The module level matching functions are search(), match(), finditer() and findall(). Matching engines resulting from the use of these functions are cached. For example, the search function is the simplest way to search a complete target for a specified pattern:

>>> buffer  = b'sample byte buffer 123.456. the end'
>>> pattern = '([0-9]{3}\.)+'

>>> match = jsre.search(pattern, buffer, encoding='utf-8')
>>> print(match.group())
123.456.

Module functions are described in more detail in Module Functions.

Both object and module functions can take control flags or combinations of flags, for example:

>>> buffer  = b'Foo, foo, FOO'
>>> pattern = 'foo'

>>> for match in jsre.finditer(pattern, buffer, encoding='ascii', flags=jsre.IGNORECASE):
>>>     print(match.group())

Foo
foo
FOO

Often it will be necessary to specify only a single regular expression pattern and a range of possible encodings. In this case the module compile() function, similar to that provided by the Python re module, can be used to build the RegexObject execution instance. For example:

>>> buffer  = b'sample byte buffer 123.456. the end'
>>> pattern = '([0-9]{3}\.)+'

>>> regex = jsre.compile(pattern, encoding='ascii')
>>> match = regex.search(buffer)
>>> print(match.group())
123.456.

The RegexObject provides search(), match(), finditer() and findall() methods similar to the module methods. Unlike the module methods they take only a byte buffer as the search target (not a string), but provide more flexibility in specifying the part of the buffer to be matched.

The required encodings can also be presented as a list or tuple, for example:

>>> regex = jsre.compile(pattern, encoding=('utf_8', 'utf_16_le', 'utf_16_be'))

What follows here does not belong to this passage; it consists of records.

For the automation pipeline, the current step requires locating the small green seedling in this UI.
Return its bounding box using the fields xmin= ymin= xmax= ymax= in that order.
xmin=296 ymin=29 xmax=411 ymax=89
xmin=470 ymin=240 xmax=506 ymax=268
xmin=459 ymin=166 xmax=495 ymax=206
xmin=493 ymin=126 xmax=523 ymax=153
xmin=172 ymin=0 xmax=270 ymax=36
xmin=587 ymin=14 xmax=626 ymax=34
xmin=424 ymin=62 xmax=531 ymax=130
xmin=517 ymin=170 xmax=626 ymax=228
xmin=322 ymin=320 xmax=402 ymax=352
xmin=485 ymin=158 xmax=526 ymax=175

The jsre compiler ReCompiler` is used to build more complex combinations of regular expressions and encodings which are compiled into a single RegexObject. Using the above example, the object sequence is:

>>> compiler = ReCompiler(encoding='ascii', pattern=pattern)
>>> regex = compiler.compile()
>>> match = regex.search(buffer)

For more complex examples the ReCompiler` instance is configured with a specification, which is a set of encodings and associated flags; any regular expression patterns added to the instance will use the current specification. The specification may be updated before further patterns are added. For example:

>>> compiler = ReCompiler(encoding='utf_8', pattern=pattern1)
>>> compiler.setPattern(pattern2)
>>> compiler.update(encoding=('utf_16_le', 'utf_16_be'))
>>> compiler.setPattern(pattern3)
>>> regex = compiler.compile()

pattern1 and pattern2 will be matched using utf-8 and pattern3 will be matched using both utf_16_le and utf_16_be. The matching engine will test all of these combinations and the Match object properties of re and encoding can be used to determine which of these combinations resulted in a particular match.

4.2. Searching within Python Strings

jsre is primarily designed to search byte buffers, not Python 3 Strings. For compatibility with re the module level functions also allow matching against a String target.

(If a string is presented instead of a byte buffer the current implementation encodes the string into utf_32_be before processing, and this may therefore incur a processing overhead. A more comprehensive approach to strings is planned.)

If module functions are presented with a string the position values returned by Match in start(), end() and span() correctly index the original string:

>>> match = jsre.search(r'\bt\w+', 'str not byte text to search')

>>> print(match.group())
text
>>> print(str(match.span()))
(13, 17)

Note that automated conversion of strings applies only in the module functions, it is not provided by the object methods.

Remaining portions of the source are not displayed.